И действительно, я давно уже знал свое горькое, всегдашнее дело — плакать и пить, и потому я с еще большим азартом повторил громадный стаканище.

— Так-то вот лучше! — проговорил кум, когда вся наша компания хватила по стакану. — Теперь словно бы отлегло маленько — полегче будто бы стало…

— Это точно, что будто полегче безделицу! — вступился молодой парень. — Только, дяденька, вы теперь беспременно меня поддержать должны, потому как это она в любви с ним находится, и как я должен с ней от него под честной венец идти, и мне это теперича вот в какой ясности приставляется — страсть! Сердце у меня от эвтого приставленья во как зажгло!..

— Пей, парень, ежели приставляется! — командовал солдат. — Когда маленечко ополоумеешь, всегда лекше становится. Ну! — прибавил старичина, внезапно озлобляясь, — ежли бы он мне попался когда, искрошил бы я его в мелкие дребезги! Хоронится завсегда, словно знает, что я бы его зубами изгрыз.

— Нет, вот мне бы господь когда-нибудь подал его в ручки ночкой какой-нибудь темненькою, — я бы тово… Прямо скажу: может, с живого-то вряд ли бы и слез, — продолжал мастеровой солдатскую речь.

— А кто это он-то? — спросил я, чувствуя, как горячая кровь обливала сердце мое и душила меня, чувствуя, что и я, даже не в темную ночь, если бы встретился с ним, так с живого тоже вряд ли бы слез с него.

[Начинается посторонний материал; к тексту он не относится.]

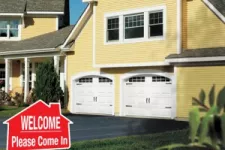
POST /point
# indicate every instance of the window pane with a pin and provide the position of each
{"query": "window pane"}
(13, 32)
(3, 24)
(113, 35)
(134, 32)
(14, 24)
(3, 32)
(156, 30)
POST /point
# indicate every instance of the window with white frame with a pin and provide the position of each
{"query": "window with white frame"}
(9, 28)
(113, 29)
(136, 25)
(2, 75)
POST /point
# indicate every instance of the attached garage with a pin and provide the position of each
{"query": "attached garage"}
(93, 94)
(148, 94)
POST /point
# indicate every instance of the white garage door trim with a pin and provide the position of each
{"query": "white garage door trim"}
(172, 76)
(85, 74)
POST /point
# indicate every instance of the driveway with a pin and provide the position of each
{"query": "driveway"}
(98, 127)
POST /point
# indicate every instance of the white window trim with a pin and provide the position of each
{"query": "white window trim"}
(19, 30)
(146, 37)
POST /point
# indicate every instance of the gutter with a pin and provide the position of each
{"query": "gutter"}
(46, 50)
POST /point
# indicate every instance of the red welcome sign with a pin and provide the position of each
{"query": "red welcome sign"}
(39, 126)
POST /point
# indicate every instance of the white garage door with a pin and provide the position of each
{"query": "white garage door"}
(94, 95)
(148, 96)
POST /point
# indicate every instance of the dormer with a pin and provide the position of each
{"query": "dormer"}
(22, 19)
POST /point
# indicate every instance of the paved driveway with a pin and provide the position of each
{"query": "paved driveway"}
(98, 127)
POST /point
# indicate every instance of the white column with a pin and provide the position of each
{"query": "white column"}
(26, 85)
(56, 63)
(7, 74)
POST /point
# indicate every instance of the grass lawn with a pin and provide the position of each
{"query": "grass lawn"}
(140, 142)
(9, 111)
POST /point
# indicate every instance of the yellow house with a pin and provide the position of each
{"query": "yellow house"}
(134, 58)
(30, 32)
(144, 58)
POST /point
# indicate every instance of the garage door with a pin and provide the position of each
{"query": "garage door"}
(94, 95)
(148, 96)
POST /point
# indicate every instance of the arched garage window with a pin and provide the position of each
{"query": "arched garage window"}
(160, 79)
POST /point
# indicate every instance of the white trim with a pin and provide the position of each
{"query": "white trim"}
(29, 51)
(44, 13)
(197, 59)
(146, 37)
(160, 63)
(179, 26)
(11, 14)
(94, 73)
(146, 72)
(222, 17)
(76, 27)
(94, 35)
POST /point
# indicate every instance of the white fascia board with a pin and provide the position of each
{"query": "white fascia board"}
(222, 17)
(198, 59)
(11, 14)
(76, 27)
(28, 51)
(44, 13)
(131, 65)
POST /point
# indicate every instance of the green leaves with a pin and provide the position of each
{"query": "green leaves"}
(202, 96)
(212, 96)
(221, 99)
(194, 122)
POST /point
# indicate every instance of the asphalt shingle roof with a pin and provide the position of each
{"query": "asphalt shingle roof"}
(219, 5)
(21, 6)
(202, 52)
(45, 41)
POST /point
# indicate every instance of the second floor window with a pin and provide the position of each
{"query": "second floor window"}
(134, 26)
(9, 29)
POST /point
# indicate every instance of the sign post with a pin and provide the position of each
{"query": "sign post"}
(39, 126)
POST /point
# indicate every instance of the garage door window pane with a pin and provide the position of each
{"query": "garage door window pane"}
(86, 80)
(134, 26)
(137, 79)
(104, 80)
(160, 79)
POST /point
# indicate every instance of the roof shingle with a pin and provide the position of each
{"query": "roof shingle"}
(45, 41)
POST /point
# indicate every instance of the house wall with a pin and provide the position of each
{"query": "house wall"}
(80, 60)
(190, 81)
(35, 26)
(139, 52)
(205, 29)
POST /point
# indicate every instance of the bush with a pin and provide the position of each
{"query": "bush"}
(47, 85)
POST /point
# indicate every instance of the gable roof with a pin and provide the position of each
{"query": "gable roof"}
(43, 43)
(23, 6)
(217, 6)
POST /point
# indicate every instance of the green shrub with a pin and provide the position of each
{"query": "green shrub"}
(47, 85)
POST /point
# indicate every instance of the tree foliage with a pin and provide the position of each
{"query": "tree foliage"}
(47, 85)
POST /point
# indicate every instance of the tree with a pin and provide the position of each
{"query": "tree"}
(47, 85)
(206, 132)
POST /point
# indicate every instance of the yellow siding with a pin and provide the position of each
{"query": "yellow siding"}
(136, 52)
(35, 26)
(190, 81)
(205, 29)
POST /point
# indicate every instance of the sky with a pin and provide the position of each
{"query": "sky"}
(76, 9)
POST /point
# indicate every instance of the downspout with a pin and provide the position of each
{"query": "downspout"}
(179, 26)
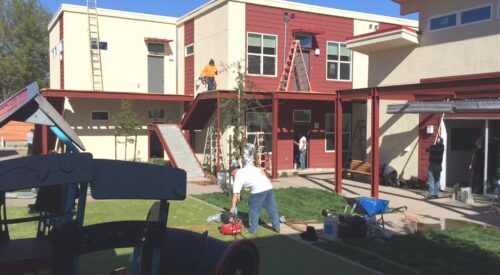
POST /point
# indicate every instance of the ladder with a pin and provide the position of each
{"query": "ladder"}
(210, 152)
(295, 63)
(95, 52)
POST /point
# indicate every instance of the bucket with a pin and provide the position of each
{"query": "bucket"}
(331, 227)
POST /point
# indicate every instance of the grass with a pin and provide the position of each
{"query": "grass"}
(468, 250)
(191, 214)
(293, 203)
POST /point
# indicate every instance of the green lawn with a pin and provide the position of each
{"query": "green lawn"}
(468, 250)
(293, 203)
(279, 254)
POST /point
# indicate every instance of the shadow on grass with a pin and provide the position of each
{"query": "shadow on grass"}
(462, 251)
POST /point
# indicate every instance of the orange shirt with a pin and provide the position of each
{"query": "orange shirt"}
(209, 71)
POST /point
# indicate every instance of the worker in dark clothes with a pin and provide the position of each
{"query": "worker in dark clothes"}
(436, 152)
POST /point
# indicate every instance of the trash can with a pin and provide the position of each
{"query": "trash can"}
(331, 226)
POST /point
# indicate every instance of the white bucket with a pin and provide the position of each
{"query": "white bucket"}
(331, 227)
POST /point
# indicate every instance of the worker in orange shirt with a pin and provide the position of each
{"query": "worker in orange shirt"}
(208, 75)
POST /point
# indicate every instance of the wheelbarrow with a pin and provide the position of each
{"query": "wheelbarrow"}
(370, 207)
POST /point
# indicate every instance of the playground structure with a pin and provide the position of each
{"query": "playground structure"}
(63, 180)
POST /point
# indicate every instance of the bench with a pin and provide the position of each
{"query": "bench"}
(361, 167)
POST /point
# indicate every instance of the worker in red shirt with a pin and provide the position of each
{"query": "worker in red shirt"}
(208, 74)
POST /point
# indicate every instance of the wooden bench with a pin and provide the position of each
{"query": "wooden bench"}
(361, 167)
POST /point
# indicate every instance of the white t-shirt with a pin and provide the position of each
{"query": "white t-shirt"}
(302, 143)
(251, 177)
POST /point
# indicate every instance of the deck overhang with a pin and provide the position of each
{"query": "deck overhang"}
(397, 37)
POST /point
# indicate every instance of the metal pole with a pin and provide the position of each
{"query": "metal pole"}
(486, 149)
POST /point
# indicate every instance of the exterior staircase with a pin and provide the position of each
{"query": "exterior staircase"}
(178, 150)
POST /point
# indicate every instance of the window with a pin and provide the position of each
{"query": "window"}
(475, 15)
(305, 40)
(262, 54)
(338, 63)
(156, 48)
(329, 132)
(443, 22)
(100, 116)
(189, 50)
(260, 124)
(102, 45)
(301, 115)
(156, 114)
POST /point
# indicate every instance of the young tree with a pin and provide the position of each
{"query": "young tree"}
(126, 124)
(24, 46)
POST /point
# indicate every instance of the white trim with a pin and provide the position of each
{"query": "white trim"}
(262, 55)
(443, 15)
(92, 112)
(475, 8)
(327, 133)
(338, 62)
(185, 50)
(305, 110)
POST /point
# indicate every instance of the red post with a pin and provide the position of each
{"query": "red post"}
(375, 131)
(274, 170)
(45, 140)
(218, 132)
(338, 145)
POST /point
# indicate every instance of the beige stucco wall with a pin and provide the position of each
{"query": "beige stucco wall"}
(55, 48)
(125, 63)
(98, 136)
(360, 61)
(461, 50)
(398, 139)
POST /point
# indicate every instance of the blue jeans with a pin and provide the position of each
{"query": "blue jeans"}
(303, 155)
(433, 185)
(210, 83)
(255, 203)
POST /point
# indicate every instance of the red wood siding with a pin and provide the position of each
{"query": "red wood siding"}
(61, 62)
(318, 158)
(189, 60)
(269, 20)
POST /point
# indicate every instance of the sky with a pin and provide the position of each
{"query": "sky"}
(178, 8)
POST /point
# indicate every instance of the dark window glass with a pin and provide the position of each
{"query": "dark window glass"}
(443, 22)
(345, 71)
(253, 64)
(156, 48)
(476, 15)
(330, 142)
(269, 65)
(332, 70)
(100, 115)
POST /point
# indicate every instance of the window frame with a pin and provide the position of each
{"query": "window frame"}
(330, 133)
(338, 62)
(475, 8)
(261, 55)
(268, 146)
(457, 23)
(92, 115)
(306, 110)
(186, 52)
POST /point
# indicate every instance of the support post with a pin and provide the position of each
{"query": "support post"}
(375, 132)
(218, 133)
(274, 170)
(338, 145)
(45, 139)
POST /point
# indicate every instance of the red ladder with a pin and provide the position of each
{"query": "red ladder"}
(295, 63)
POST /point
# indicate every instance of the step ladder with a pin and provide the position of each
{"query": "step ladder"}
(295, 64)
(95, 52)
(212, 151)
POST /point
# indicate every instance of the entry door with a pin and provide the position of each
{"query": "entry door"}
(307, 61)
(156, 72)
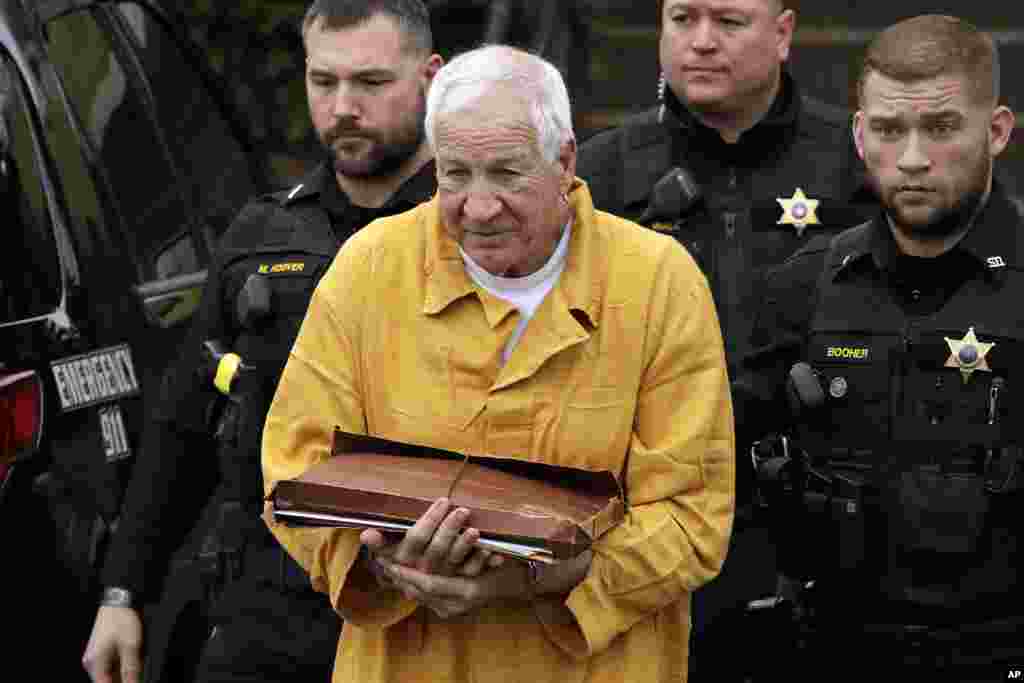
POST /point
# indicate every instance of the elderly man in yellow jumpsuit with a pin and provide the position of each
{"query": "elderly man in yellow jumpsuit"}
(509, 316)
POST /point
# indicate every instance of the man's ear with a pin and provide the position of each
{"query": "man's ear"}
(566, 162)
(1000, 129)
(858, 133)
(430, 69)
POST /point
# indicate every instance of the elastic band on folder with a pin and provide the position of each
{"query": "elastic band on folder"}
(458, 475)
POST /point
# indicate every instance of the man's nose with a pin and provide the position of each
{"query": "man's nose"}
(704, 37)
(913, 159)
(481, 206)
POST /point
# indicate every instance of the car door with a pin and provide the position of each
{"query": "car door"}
(167, 166)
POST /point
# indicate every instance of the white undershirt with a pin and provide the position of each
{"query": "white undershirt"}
(526, 293)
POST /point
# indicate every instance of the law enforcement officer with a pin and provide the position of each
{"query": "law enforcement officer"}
(368, 69)
(901, 341)
(742, 168)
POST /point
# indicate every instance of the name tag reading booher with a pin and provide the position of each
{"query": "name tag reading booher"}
(97, 377)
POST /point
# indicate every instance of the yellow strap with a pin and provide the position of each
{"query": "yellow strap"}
(226, 370)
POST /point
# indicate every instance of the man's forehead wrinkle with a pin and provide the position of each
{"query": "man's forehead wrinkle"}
(918, 96)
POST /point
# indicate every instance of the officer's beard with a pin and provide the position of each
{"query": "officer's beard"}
(383, 157)
(946, 221)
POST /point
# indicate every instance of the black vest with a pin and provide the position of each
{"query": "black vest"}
(924, 464)
(293, 254)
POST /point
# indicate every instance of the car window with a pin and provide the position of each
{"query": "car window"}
(108, 100)
(30, 267)
(213, 161)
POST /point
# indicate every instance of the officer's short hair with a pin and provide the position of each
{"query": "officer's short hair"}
(778, 5)
(412, 16)
(932, 45)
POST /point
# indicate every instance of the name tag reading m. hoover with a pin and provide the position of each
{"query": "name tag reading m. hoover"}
(96, 377)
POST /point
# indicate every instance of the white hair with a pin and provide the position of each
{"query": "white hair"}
(466, 79)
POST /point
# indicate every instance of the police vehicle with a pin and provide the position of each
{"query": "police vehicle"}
(120, 165)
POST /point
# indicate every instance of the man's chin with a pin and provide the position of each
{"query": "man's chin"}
(355, 168)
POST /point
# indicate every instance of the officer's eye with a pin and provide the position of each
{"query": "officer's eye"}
(942, 129)
(888, 130)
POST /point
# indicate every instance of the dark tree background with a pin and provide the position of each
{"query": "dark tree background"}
(607, 50)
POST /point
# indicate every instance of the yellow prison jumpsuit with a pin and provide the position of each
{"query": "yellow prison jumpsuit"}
(624, 354)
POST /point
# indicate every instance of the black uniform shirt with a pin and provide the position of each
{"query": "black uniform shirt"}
(176, 472)
(921, 286)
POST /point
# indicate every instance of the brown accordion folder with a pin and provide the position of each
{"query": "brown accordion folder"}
(524, 509)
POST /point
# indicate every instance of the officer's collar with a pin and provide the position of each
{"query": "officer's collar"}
(991, 241)
(783, 113)
(322, 182)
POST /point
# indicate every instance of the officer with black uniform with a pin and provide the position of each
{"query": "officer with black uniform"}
(368, 70)
(900, 345)
(742, 169)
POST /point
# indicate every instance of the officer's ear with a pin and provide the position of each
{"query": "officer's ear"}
(430, 69)
(1000, 128)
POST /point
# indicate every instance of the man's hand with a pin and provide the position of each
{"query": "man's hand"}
(114, 651)
(454, 596)
(438, 544)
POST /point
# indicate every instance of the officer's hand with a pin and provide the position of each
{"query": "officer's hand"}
(438, 543)
(114, 651)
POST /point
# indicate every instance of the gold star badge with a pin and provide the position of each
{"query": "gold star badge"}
(799, 211)
(663, 226)
(968, 354)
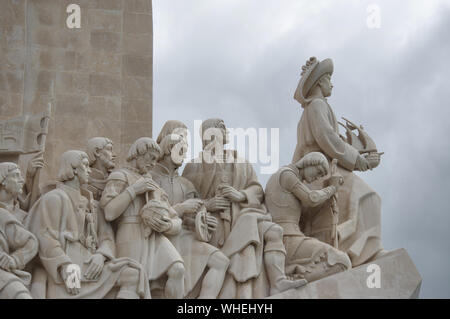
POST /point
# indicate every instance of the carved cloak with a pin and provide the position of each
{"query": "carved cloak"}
(359, 205)
(244, 245)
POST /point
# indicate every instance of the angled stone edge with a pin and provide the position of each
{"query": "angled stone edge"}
(399, 279)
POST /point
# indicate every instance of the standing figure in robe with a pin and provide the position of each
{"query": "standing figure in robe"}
(17, 245)
(76, 245)
(359, 232)
(246, 233)
(102, 162)
(145, 240)
(200, 257)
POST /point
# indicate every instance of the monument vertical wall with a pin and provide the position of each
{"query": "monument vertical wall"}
(101, 72)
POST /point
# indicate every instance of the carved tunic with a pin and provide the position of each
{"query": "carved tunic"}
(359, 205)
(240, 233)
(62, 222)
(195, 253)
(97, 183)
(18, 243)
(286, 198)
(156, 253)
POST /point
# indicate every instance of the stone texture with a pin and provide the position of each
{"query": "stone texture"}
(399, 279)
(94, 73)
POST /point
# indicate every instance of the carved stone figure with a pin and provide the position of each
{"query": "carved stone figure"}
(358, 229)
(286, 197)
(102, 162)
(17, 245)
(72, 235)
(199, 256)
(124, 198)
(245, 232)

— Он-то кто? — переспросил меня парень. — Афицер один, богатый… А я допрежь ее знал, как на родную мать издали глядел на нее и глазами своими ее любовал… Может, уж года с три той моей великой любови прошло.

В это время за окнами послышался глухой стук московской пролетки — той шикарной, налощенной пролетки, с фордеком, на которых так называемые московские извозчики-лихачи катают барынь, по народному говору, вольного обращения, и вслед за этим стуком в подвал вошла Катя, шурша толстым платьем из черного глясе, сияя дорогой цветистою шляпой и золотыми браслетами на ослепительно-белых и маленьких ручках.

— Банжур, дяденька! — сказала она старому солдату, как-то особенно разухабисто и фамильярно. — Ах, Иван Петрович! — обратилась она ко мне, — какими судьбами?

— Дитя мое, дитя мое! Что ты с нами, с горемычными, сделала? — ответил я с громким плачем пьяного, и следовательно, необыкновенно тонко чувствовавшего сердца.